Oral tradition associates Revoula Benizelou, later Saint Philothei, with the history of the building. She is considered to have lived in this space, in the structures that preexisted the construction of the mansion. These were two stone-built two-story houses with tile roofs, traces of which are visible today in the ground floor (katoi) of the monument.
Saint Philothei was an important figure of her time, something which is reflected in the reputation she had earned both in her own era as well as in subsequent centuries, a reputation that stems mainly from her social work and eventually contributed to her recognition as a saint. It is worth noting that she was one of the very few female neomartyrs who were martyred during the period of Ottoman rule.
Revoula Benizelou (1545? – 1589), as was the secular name of St Philothei, with the type of her actions and the scope of her work drew the attention not only of her compatriots and the Patriarchate of Constantinople, but also occupied the supreme authorities of the Ottoman state as well as of Venice.

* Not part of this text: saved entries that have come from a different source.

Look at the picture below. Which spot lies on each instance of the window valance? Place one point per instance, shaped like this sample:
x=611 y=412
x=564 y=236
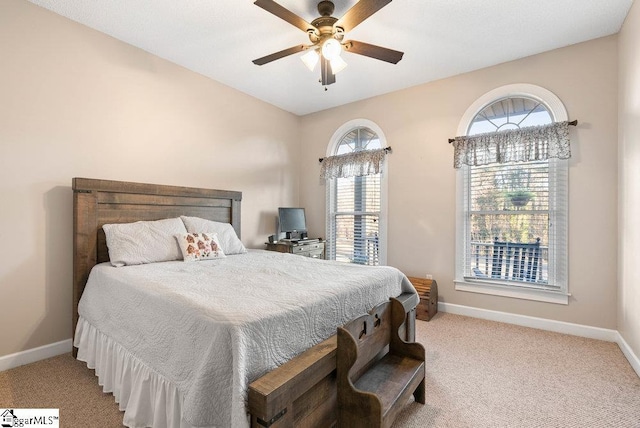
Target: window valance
x=518 y=145
x=354 y=164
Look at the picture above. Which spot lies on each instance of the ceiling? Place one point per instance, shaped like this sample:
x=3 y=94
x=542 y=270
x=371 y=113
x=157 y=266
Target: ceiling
x=439 y=38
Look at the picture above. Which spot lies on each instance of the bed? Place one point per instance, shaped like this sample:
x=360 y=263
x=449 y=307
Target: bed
x=178 y=348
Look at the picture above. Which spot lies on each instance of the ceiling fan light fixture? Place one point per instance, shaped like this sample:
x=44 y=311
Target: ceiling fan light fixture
x=331 y=49
x=337 y=64
x=310 y=59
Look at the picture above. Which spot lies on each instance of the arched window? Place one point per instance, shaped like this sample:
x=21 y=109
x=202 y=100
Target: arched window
x=512 y=214
x=355 y=204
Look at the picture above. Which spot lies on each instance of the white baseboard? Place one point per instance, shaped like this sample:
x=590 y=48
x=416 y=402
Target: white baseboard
x=36 y=354
x=548 y=325
x=628 y=352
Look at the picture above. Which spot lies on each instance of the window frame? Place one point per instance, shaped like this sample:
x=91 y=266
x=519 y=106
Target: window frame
x=332 y=147
x=558 y=175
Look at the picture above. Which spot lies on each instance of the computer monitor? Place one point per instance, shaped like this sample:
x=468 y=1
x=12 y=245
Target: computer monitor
x=292 y=221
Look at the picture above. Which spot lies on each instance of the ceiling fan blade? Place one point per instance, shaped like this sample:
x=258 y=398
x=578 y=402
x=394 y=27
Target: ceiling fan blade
x=359 y=12
x=327 y=74
x=278 y=55
x=373 y=51
x=285 y=14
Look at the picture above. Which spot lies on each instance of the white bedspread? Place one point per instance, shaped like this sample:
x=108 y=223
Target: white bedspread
x=199 y=333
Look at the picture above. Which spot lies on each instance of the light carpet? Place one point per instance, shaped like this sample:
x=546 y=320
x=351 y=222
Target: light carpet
x=479 y=374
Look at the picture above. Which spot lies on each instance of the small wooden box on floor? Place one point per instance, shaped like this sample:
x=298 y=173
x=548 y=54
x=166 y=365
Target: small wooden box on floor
x=428 y=291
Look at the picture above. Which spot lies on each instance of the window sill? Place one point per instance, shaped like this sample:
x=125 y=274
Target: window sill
x=497 y=289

Born of one of the oldest noble families of Athens, she held extensive property. After becoming a widow at an early age, she dedicated herself to monasticism.
She founded the convent of St Andrew (Hagios Andreas) around 1571 – now the location of the Archdiocese of Athens – along with dependencies in Patissia, Kalogreza and Kea. Her monastery, with 100 to 150 nuns, and the dependencies (in Italian sources of the time (h)ospedali – hospitali) provided shelter, food and care to the poor and weak as well as providing refuge to slaves and unfortunate Muslim women who indeed often converted to Christianity. Reacting to this activity, the Ottoman authorities attacked St Philothei violently, which resulted in her death a few months later.
Due to her extensive social, charitable and spiritual work, St Philothei enjoyed the acceptance of her fellow Christians, who – metropolitan, priests and noblemen – supported her in 1583 when she asked for economic assistance for her monastery from the supreme authorities of Venice. Her supporters also addressed a request to the Patriarchate of Constantinople after her death to recognize her as a Saint (1598 – 1601).